Pulte Home Corp., the nation's leading homebuilder, named Cora B. Wiltshire president of its Baltimore operations yesterday, giving the division a leader who, unlike her predecessor, has a strong relationship with the regional president.

"Cora is a natural-orn leader," said Thomas D. Eckert, president of Pulte Homes North, the Pulte regional subsidiary of which the Baltimore division is a part. The subsidiary, which runs from Virginia to New England, has eight divisions.

Coming from Pulte's Fairfax, Va., division where, as executive vice president, she managed daily operations, Wiltshire said, "I'm now the person who is going to be setting the division's vision and course."
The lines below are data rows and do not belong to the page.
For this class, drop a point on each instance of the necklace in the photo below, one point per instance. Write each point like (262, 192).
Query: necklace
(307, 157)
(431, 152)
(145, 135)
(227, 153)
But Wiltshire said the course she'll set won't move Pulte far from the path the company has taken in its 39 years.

"I just want to continue what was started, to enhance it," she said.

Eckert predicted Wiltshire will shift Pulte's focus toward higher-priced, single-family detached homes.

"I think she buys into the philosophy that you have to have a very wide product offering if you're going to be successful," he said.

Pulte's offerings range from $80,000 condominiums to $800,000

detached family homes, Eckert said.

Wiltshire replaces Mike Schreder, who left the Baltimore office in May after six years. Schreder said he left the company because he and Eckert "did not agree on business philosophy."

Wiltshire said her relationship with Eckert is "terrific." Eckert originally hired her for the company in 1989.

"I always refer to her as my older sister," Eckert said, although he is three months older than Wiltshire, who turns 48 next week.

But a healthier relationship may not have much impact, said Matthew Roswell, home-building analyst at Legg Mason Realty Group Inc. in Baltimore.

"Pulte has always done really well in this area and, as a company, it's a very loose organization, so if there is bad blood, I don't know if affects anything," he said.

Wiltshire is the only female -- and the only nonwhite -- division president in Pulte Homes North.

But, she said, "within the company, I never felt at all whether or not I was female or a minority female had anything to do with my progress."

In the immediate future, she and Eckert said they hope to vault Pulte to the No. 2 slot in the Baltimore market, bumping Ryland Homes to third. NVR-Inc.'s Ryan Homes leads the market.

In February, Ryland posted 1995 sales increases in all regions except the mid-Atlantic. The Columbia-based company subsequently said it was redistributing its resources to other markets.

"Our mid-Atlantic strategies are diametrically opposed," said Eckert. He said Pulte's mid-Atlantic sales rose by about 32 percent last year.

Selling fewer units than its competitors, Pulte concentrates on its profit margin, Roswell said.

"Obviously, we're a for-profit organization, and our main focus is not to be No. 1 if that means we don't do what we set out to do," Wiltshire said.

In the first quarter of 1996, Pulte sold 136 units, compared with Ryan's 291 and Ryland's 155. But Pulte's average price per unit was higher, at $176,187, than Ryan's $149,845 and Ryland's $169,789, according to Legg Mason.

Wiltshire, who officially became president of the Baltimore operation at the beginning of June, moved here permanently Monday.

Her division employs 132 people and produced more than $112 million in revenue in 1995.